First Aid for Head Trauma

A boom strike or fall while gybing – head injuries are among the most critical emergencies in regatta sailing. Concussions often show delayed symptoms and are underestimated in the heat of racing. Knowing immediate measures can prevent serious long-term damage.

This guide describes warning signs, first aid on the water, withdrawal criteria, and the safe return to competition – for all classes from Optimist dinghies to keelboats.

Why Head Trauma Is Especially Dangerous in Regatta Sailing

On the water, conditions differ from those on land: the boat is moving, wind and waves make situation assessment difficult, and the injured person may be wet, hypothermic, or disoriented. At the same time, there is pressure to continue the race – a dangerous reflex that must be taboo with head injuries.

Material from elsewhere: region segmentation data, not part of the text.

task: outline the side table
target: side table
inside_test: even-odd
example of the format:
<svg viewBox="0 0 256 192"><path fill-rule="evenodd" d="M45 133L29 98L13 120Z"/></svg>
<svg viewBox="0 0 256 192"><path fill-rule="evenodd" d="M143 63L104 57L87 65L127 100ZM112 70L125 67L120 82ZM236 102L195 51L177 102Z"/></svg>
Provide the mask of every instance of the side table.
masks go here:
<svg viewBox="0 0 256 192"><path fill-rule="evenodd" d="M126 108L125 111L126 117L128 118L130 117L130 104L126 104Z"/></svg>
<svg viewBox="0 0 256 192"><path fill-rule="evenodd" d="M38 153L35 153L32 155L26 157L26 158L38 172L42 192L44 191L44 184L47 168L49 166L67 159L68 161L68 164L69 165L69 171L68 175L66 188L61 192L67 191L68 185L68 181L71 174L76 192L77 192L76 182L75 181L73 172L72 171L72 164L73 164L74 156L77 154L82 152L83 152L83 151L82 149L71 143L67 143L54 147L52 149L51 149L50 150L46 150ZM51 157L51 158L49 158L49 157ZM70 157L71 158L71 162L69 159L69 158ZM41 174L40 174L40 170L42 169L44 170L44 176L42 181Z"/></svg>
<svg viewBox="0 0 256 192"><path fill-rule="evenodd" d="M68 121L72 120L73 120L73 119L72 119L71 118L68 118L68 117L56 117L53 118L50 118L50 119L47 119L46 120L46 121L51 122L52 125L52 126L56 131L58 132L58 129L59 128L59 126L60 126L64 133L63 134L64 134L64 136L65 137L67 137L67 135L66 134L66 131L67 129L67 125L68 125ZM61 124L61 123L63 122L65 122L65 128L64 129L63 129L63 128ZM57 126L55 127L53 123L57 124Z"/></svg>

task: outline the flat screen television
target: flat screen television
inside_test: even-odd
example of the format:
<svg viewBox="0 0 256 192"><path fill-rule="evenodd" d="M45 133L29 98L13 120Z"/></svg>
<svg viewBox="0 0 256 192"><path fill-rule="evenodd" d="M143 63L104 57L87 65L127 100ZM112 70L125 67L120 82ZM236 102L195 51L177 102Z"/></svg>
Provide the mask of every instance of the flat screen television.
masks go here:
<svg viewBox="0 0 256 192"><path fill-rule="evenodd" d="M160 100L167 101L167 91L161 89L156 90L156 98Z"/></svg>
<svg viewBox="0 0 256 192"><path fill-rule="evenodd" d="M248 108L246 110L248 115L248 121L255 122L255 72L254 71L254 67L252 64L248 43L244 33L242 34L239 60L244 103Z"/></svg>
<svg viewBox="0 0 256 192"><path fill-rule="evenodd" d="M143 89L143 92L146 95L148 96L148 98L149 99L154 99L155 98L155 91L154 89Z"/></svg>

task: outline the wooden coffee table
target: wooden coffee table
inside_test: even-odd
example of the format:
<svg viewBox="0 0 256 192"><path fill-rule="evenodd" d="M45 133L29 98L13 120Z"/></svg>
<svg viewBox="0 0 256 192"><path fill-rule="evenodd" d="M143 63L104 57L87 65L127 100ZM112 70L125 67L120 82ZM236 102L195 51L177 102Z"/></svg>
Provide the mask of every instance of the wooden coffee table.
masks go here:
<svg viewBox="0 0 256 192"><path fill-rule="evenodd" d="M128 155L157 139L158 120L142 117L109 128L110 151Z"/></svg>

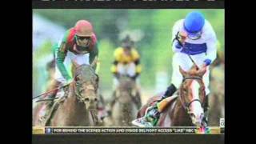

Typical Causes of Accidents on the Race Course

  1. Boom strike during gybing, roll gybes, or uncontrolled reefing – the most common cause of serious head trauma.
  2. Fall from the trapeze or while hiking with head impact on the hull or mast.
  3. Capsize with underwater contact with the mast, boom, or hull edge.
  4. Collision with other boats, mark boats, or the committee boat in a crowded fleet.
  5. Fall in the boat during heavy-weather maneuvers when crew members are thrown across the boat.

Prevention begins before the accident – with mandatory helmets, boom protocols, and clear crew commands. Details can be found in the article Helmet Requirements and Prevention.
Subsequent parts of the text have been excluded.